3 tips for introducing new technology into the prehospital workflow
Get buy-in and do more with less with these tips for implementing EMS software solutions
EMS teams around the United States are facing a crippling workforce shortage. Unfortunately, this issue is nothing new. A recent survey of nearly 20,000 employees working across 258 EMS organizations found that overall turnover among paramedics and EMS personnel ranges from 20-30% annually. With percentages that high, ambulance services face 100% turnover over a four-year period. This long-term problem has been building for more than a decade, and has been further exacerbated due to the COVID-19 pandemic. It has gotten so unmanageable, that the American Ambulance Association recently issued a letter to Congress requesting urgent attention to and action on the matter.
These staffing shortages pose a threat to EMS teams’ ability to respond quickly to healthcare emergencies, especially in rural and underserved parts of the country. EMS personnel are facing surging demand, burnout and the overall emotional toll of a global pandemic. In turn, those in need of medical assistance can expect slower emergency response times and care. Fortunately, technologies, such as prehospital solutions, could help provide some relief.
Within the EMS community, where teams are constantly changing and onboarding new members, technology can help to provide better coordination – both with other team members and with receiving hospital staff. Some examples of this include giving leaders visibility into where resources are most scarce, and enabling them to make data-driven decisions about how to best allocate team members and other resources.
Leveraging technology to streamline EMS workflows is especially important when responding to calls for life-threatening conditions. For instance, when receiving a call for a condition such as stroke, treatment is a carefully crafted process and every minute is critical. EMS teams must follow a standardized protocol and quickly align across care teams to ensure the best possible treatment. Prehospital solutions can transform this process.
Despite the enormous potential of this new technology, the implementation across teams can seem like a daunting task to some. Too often, EMS teams and leadership get stuck in existing habits, making change all the more challenging. To help get your team on board and make more with less, I recommend these tips:
1. Provide abundant education and training
Before implementing new technologies, EMS teams must be confident in their ability to use the tools in action when the stakes are high. Holding thorough training and education courses are absolutely essential before the technology is used in responding to emergencies. If teams do not feel empowered or see the value proposition in using the technology, this can lower morale and further contribute to the current EMS hardships – and potentially weaken the EMS response time.
2. Find easy to integrate (and use) solutions
Find software that is easy to integrate into existing infrastructure. While many teams still use Toughbooks, they have many deficiencies. The software can be outdated, suffer constant breakdowns, lack customization and fail to meet the specific needs of individual teams and their available resources. More advanced, adaptable, and user-friendly tools are critical to reducing the burden on existing team members and making onboarding new ones an easier process.

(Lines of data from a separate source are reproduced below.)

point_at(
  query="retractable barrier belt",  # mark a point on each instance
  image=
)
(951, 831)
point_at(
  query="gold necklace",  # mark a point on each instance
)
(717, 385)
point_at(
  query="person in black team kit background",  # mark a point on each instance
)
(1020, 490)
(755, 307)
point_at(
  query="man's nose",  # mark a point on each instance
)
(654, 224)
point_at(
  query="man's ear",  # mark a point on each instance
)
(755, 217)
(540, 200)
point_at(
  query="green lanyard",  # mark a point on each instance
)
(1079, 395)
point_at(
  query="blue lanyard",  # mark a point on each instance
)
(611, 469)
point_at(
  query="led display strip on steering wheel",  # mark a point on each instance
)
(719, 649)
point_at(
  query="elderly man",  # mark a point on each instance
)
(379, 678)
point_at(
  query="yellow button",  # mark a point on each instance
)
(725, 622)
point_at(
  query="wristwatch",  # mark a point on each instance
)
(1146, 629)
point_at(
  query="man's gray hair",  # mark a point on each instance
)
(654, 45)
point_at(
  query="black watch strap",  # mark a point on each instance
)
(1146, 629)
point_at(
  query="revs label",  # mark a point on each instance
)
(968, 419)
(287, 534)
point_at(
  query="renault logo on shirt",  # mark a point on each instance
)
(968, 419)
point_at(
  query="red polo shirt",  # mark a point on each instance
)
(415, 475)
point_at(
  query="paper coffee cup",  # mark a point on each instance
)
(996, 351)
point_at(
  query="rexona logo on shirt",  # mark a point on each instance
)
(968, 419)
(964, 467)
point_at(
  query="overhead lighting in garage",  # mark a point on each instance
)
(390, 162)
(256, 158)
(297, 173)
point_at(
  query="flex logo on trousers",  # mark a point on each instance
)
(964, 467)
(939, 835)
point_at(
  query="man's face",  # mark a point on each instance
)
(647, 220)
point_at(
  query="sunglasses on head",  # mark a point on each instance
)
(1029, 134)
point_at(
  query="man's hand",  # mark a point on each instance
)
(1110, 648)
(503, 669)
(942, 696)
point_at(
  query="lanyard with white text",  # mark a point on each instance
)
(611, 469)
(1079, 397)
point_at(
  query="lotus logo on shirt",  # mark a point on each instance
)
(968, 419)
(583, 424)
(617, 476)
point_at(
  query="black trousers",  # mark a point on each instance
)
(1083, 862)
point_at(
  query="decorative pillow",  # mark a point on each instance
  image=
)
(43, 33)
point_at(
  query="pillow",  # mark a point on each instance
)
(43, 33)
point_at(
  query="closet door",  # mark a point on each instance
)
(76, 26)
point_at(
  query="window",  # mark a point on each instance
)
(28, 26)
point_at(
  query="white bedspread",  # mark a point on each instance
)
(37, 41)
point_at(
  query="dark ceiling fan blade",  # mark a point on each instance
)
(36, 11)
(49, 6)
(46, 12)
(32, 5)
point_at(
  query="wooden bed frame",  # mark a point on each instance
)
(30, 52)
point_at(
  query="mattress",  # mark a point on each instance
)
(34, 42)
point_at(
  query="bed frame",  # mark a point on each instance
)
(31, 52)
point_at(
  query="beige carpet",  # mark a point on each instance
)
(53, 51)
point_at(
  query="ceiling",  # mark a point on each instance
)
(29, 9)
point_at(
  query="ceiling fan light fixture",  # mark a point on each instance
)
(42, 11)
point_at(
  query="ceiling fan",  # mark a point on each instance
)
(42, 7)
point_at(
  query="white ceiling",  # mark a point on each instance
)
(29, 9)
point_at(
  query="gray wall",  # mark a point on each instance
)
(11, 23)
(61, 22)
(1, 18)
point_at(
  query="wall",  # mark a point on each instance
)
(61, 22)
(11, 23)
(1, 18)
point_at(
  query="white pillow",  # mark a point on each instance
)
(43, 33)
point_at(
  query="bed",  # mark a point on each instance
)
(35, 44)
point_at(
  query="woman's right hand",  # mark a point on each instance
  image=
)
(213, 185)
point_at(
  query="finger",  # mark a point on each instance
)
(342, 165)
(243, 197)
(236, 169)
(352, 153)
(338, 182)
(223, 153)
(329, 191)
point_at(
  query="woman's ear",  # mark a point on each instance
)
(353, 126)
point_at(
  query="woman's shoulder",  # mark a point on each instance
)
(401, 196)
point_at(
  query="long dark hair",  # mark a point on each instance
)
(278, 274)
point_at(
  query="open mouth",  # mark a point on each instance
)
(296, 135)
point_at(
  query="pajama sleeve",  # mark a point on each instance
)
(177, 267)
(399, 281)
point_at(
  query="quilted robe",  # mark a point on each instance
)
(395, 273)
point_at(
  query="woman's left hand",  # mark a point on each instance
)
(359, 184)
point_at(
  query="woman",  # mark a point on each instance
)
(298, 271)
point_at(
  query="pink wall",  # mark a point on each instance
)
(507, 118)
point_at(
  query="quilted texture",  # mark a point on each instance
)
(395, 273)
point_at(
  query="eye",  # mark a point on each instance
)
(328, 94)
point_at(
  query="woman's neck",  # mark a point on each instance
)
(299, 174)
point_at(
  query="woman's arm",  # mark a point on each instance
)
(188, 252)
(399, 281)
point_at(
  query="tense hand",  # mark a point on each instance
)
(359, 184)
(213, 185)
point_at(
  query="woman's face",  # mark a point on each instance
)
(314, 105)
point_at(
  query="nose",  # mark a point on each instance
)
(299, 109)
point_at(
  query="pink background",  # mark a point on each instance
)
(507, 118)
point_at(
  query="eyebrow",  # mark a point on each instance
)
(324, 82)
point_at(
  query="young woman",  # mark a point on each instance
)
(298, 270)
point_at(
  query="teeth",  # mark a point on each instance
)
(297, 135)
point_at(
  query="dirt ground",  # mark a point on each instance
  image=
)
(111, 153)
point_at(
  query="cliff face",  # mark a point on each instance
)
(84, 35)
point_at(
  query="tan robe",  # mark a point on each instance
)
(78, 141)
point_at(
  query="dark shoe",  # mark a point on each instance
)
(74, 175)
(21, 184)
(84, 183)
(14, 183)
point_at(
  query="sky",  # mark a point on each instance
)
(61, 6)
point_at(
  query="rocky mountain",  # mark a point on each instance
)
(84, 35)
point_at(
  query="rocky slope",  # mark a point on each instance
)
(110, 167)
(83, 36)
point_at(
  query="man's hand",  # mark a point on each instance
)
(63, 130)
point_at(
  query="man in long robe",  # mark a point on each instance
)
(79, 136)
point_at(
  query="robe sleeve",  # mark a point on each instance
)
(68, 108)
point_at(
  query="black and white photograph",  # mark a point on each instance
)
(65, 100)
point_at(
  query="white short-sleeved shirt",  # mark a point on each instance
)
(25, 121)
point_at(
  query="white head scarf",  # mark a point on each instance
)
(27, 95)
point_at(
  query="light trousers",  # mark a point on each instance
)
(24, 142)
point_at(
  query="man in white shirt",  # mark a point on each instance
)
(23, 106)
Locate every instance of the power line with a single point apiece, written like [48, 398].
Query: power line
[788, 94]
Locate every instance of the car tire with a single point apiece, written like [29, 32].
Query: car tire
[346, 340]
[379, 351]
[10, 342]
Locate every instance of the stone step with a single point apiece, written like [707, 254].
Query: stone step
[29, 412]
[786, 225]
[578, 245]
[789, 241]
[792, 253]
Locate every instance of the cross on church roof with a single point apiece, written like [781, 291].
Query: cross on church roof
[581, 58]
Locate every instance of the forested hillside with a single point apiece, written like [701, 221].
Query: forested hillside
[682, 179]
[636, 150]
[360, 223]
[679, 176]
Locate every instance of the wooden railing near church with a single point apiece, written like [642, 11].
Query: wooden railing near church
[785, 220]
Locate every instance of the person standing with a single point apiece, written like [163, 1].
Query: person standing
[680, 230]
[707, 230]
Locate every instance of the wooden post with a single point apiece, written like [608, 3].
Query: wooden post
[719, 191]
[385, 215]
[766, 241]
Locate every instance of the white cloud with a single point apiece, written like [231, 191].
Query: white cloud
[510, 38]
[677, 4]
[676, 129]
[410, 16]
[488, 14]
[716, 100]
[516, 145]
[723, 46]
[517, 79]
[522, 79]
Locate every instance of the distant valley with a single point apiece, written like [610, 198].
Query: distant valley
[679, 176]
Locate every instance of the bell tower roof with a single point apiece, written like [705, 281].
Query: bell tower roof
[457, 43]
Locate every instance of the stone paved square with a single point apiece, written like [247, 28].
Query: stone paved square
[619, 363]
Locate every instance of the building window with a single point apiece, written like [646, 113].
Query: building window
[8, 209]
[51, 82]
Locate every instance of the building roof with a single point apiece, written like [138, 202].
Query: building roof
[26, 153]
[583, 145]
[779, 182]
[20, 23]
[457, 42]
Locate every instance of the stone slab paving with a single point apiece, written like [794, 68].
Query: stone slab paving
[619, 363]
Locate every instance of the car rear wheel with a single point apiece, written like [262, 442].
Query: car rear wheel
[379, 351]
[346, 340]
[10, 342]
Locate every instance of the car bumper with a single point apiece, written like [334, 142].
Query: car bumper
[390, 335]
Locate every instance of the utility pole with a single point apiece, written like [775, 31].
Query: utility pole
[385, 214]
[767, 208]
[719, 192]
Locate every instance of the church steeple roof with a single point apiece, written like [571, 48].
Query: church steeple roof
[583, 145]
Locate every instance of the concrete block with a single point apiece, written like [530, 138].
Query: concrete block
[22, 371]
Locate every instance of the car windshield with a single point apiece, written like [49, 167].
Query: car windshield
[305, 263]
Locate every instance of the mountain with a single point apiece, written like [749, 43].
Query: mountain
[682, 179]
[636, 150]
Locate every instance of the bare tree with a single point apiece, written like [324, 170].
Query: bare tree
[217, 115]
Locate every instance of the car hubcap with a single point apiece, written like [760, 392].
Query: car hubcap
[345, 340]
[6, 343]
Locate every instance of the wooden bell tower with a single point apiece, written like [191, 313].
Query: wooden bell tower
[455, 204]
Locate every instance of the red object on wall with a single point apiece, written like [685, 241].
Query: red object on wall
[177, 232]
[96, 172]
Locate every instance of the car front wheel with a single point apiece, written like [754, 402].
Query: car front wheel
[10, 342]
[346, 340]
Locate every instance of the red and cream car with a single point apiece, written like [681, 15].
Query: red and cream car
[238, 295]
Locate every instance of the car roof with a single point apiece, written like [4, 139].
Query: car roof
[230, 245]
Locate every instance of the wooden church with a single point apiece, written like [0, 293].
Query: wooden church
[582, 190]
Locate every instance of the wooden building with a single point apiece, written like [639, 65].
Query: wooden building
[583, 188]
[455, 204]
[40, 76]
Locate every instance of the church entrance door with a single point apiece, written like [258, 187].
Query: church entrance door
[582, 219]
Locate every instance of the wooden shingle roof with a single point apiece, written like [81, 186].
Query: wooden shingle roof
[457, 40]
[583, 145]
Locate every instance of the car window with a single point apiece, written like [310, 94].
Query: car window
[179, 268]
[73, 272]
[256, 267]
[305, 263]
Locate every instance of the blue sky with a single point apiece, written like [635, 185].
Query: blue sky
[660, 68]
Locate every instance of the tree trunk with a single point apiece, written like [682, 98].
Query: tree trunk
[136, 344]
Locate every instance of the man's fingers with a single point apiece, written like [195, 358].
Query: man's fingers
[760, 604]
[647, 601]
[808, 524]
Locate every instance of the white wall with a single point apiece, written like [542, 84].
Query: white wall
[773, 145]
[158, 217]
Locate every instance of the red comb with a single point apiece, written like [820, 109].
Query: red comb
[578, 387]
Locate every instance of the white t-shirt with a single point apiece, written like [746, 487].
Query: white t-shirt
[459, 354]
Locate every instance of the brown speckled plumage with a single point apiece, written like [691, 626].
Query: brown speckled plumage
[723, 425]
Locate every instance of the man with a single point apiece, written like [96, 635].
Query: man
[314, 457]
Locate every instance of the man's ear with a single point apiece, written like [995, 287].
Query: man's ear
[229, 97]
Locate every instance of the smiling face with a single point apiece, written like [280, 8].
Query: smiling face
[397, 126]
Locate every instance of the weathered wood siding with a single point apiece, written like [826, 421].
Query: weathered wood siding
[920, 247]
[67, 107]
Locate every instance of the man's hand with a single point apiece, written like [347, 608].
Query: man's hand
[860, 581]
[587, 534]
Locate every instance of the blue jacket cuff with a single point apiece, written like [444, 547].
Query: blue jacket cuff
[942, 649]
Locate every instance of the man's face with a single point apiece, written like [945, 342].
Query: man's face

3. Create a culture of innovation
Teams will not reap the full power of prehospital technologies until every individual is fully committed to utilizing them. When hiring new EMS personnel, teams should seek prospects who are open and willing to learn. EMS teams must create an environment that offers approachability to ask questions and holds open conversations on ways to improve.
There is no doubt that the antiquated prehospital technology space is long overdue for disruption. During a time of scarce resources and a keen focus on doing more with less, I encourage the EMS community to open their minds to new ideas and technologies and see the potential that prehospital solutions provide for a better managed emergency response for EMS teams and patients.